Summary
This 8-K filing from Occidental Petroleum (OXY) on August 1, 2019, primarily serves to provide investors with essential financial information and updates regarding the proposed merger with Anadarko Petroleum Corporation. The company has filed the audited consolidated financial statements of Anadarko for the three years ended December 31, 2018, and the unaudited financial statements for the periods ending June 30, 2019. Additionally, unaudited pro forma condensed combined financial statements, reflecting the potential acquisition by Occidental, are also included. The filing also reiterates the status of the merger, noting that Anadarko's stockholders are scheduled to vote on the merger agreement on August 8, 2019. Occidental emphasizes that the completion of the merger is contingent upon several conditions, including stockholder approval, NYSE listing approval for OXY's common stock, and the absence of any prohibitive injunctions. Investors are encouraged to review the detailed financial statements and pro forma information to assess the potential impact of this significant transaction on Occidental's future financial position.
Key Highlights
- 1Occidental Petroleum (OXY) filed an 8-K on August 1, 2019, providing financial updates related to the proposed acquisition of Anadarko Petroleum.

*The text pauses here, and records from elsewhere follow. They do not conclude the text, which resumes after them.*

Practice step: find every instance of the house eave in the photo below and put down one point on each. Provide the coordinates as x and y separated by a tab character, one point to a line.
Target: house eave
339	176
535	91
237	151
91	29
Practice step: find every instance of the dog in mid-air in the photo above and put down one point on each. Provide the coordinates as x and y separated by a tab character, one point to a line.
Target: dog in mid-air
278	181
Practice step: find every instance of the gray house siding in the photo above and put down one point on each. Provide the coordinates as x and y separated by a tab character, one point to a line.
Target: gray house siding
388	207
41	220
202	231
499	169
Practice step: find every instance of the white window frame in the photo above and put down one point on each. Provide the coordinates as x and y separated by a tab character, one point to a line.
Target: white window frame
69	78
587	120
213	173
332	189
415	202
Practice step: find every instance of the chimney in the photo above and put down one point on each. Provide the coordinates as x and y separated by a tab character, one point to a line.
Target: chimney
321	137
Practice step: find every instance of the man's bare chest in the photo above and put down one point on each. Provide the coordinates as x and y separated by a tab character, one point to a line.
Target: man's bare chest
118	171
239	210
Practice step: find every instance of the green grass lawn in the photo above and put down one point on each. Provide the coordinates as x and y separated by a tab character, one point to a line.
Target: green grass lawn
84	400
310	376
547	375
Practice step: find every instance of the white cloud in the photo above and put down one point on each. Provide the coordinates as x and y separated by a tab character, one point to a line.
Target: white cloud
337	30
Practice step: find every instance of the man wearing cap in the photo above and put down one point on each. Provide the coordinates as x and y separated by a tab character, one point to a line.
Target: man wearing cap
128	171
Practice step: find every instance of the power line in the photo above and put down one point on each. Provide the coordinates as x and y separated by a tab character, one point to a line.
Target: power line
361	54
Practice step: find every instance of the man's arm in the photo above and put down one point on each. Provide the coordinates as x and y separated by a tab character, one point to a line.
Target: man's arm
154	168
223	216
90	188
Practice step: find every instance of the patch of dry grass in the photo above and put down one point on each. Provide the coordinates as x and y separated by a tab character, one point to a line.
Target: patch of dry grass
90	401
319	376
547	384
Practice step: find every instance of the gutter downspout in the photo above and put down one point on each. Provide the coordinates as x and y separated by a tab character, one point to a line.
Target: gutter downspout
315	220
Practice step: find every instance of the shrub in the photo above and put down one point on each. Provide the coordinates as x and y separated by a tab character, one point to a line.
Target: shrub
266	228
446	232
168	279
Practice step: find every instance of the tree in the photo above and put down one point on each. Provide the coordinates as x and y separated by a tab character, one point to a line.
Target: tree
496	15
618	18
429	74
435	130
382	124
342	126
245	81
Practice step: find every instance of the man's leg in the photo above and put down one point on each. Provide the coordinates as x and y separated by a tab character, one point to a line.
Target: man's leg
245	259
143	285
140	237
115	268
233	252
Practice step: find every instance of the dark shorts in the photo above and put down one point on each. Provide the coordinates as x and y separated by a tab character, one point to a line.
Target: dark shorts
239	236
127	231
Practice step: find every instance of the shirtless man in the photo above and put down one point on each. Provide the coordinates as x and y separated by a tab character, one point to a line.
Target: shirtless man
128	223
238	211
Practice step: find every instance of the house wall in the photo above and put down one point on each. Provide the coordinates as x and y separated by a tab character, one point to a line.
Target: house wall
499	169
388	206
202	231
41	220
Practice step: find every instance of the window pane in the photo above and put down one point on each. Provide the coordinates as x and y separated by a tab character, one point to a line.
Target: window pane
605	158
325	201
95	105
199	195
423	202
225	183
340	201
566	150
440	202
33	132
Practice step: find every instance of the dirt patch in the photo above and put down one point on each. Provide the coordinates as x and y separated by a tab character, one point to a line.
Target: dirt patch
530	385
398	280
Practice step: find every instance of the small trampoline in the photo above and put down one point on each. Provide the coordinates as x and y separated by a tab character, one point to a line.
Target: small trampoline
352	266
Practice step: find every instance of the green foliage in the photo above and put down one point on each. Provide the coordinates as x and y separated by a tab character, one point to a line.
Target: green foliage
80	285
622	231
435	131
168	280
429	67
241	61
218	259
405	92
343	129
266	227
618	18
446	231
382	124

- 2The filing includes Anadarko's audited financial statements for the years ended December 31, 2018, and unaudited financials for the periods ending June 30, 2019.
- 3Unaudited pro forma condensed combined financial statements, illustrating the expected combined financial picture post-merger, are also provided.
- 4Anadarko's stockholders are set to vote on the merger agreement on August 8, 2019.
- 5Completion of the merger is subject to Anadarko stockholder approval, NYSE listing approval for OXY stock, and no injunctions.
- 6The filing contains a cautionary statement detailing forward-looking statements and significant risks associated with the merger and related transactions.
- 7Investors are directed to review comprehensive filings, including proxy statements and registration statements, for further details on the merger.